Martin and Xavier Pinson couldn’t get along, he didn’t have much interest in Mark Smith playing his fifth season in Columbia and so he went out and completely remade the roster. He got four transfers and five high school kids and set out on a season that most thought would be a rebuilding year. It was, but it was so much worse than expected. Missouri finished 12-21, lost 13 games by double digits and seven by 20 (plus three more by 19). The transfers mostly looked overmatched at this level, the recruiting class amounted to Trevon Brazile and a few flashes here and there from Kaleb Brown, but nothing else. Martin was out, not only because this season was bad, but because there really isn’t any sign that it was going to get any better. He’s bringing back most of the same guys next year, doesn’t have a difference-making recruiting class coming in and if you’d kept him for another season, you were really putting him in a situation where he was coaching for his job with virtually the same team that just went 12-21. In all likelihood, bringing him back was delaying the inevitable—and the start of another makeover—by 12 months. In addition, the program isn’t Kim Anderson level bad, but the fan apathy is. And that’s a problem.

So many things could have changed this. If either Porter injury doesn’t happen, things might look different. The first team might have been a top four seed with Michael. The second would certainly have had a winning record and might even have been in tournament contention (though that seems like a stretch) with Jontay. If he’d simply won either one of the NCAA Tournament games he played in, we’re likely not talking about why he isn’t employed anymore. He just didn’t build up quite enough good will in his first four seasons to survive a disaster in year five.

But ultimately, Martin is getting fired for the same reason most coaches get fired: His recruiting wasn’t good enough. You can nitpick his game day decisions or his offensive system, say he’s not exciting enough or find a number of other things you think are the reason he’s out. But ultimately the reason he’s out is that he didn’t get enough good players. I want to go into why that is.

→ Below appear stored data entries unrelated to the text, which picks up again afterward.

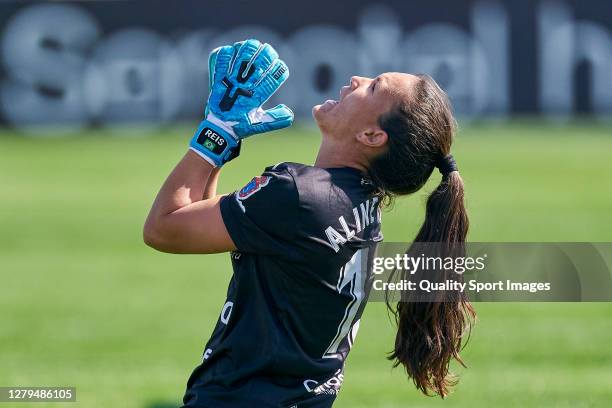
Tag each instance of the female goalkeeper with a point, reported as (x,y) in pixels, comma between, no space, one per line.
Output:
(301,236)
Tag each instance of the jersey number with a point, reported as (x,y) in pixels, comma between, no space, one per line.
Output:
(352,279)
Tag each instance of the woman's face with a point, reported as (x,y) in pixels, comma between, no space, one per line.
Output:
(361,103)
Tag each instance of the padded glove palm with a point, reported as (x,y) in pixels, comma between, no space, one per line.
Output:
(242,78)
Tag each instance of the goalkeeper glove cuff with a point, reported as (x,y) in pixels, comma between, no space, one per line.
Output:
(215,141)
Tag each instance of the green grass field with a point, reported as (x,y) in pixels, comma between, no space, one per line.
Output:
(84,303)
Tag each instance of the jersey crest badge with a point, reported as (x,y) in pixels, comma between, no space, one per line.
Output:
(253,186)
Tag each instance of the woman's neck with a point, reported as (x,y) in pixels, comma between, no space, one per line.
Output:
(334,154)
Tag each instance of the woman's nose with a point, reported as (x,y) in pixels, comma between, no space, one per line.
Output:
(356,81)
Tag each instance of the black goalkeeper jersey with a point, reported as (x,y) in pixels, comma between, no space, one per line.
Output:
(306,238)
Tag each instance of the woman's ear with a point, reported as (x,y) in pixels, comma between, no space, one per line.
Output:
(373,137)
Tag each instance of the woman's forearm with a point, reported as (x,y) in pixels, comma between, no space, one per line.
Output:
(193,179)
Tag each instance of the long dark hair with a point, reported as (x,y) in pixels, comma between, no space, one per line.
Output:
(430,333)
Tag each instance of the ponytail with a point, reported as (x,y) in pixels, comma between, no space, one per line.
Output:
(431,331)
(430,334)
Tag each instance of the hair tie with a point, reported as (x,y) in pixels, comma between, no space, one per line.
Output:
(446,164)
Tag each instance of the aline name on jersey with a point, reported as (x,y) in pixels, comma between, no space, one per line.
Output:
(363,215)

First of all, there’s something to the idea that Martin is cleaner than most coaches out there and that probably costs him some recruits. That’s fine. But that’s also his choice. What makes Martin an admirable human being also limits him professionally. If you’re going to work in the sewers and make every effort to make sure you don’t get dirty, you’re probably not going to get as much accomplished as the dudes that are crawling down in the crap not worrying if some gets on their clothes.

But just saying “Well, everyone cheats except him” is too easy. This is where we go back to that first recruiting class.

The Michael Porter Jr. experience changed Martin and his approach. Some of what I’m going to say here is my belief based on being around the program. Some of it’s stuff that I’ve picked up from people closer to the program than I am. But I’m confident in my assessment of what happened.

Dealing with Porter and all that came with him was challenging. There’s no question. There’s drama associated with a lot of players, but this was at a different level. Managing the locker room would already have been a job, but once Porter got hurt, it became even worse. From the team not knowing he was getting surgery (Martin legitimately didn’t find out until he was already in Dallas) to the social media posts to the day-in, day-out obligation of dealing with someone who hadn’t played at all while the guys who actually had played were trying to make an NCAA Tournament, nothing about it was easy. Without airing too much dirty laundry, I’ll summarize it by saying the closer you were to the team, the less excited you were about what the Michael Porter Jr. experience became. Everyone put on a happy face and said the right things, but it was a difficult, strained arranged marriage from the start.

I think it changed the way Martin recruited.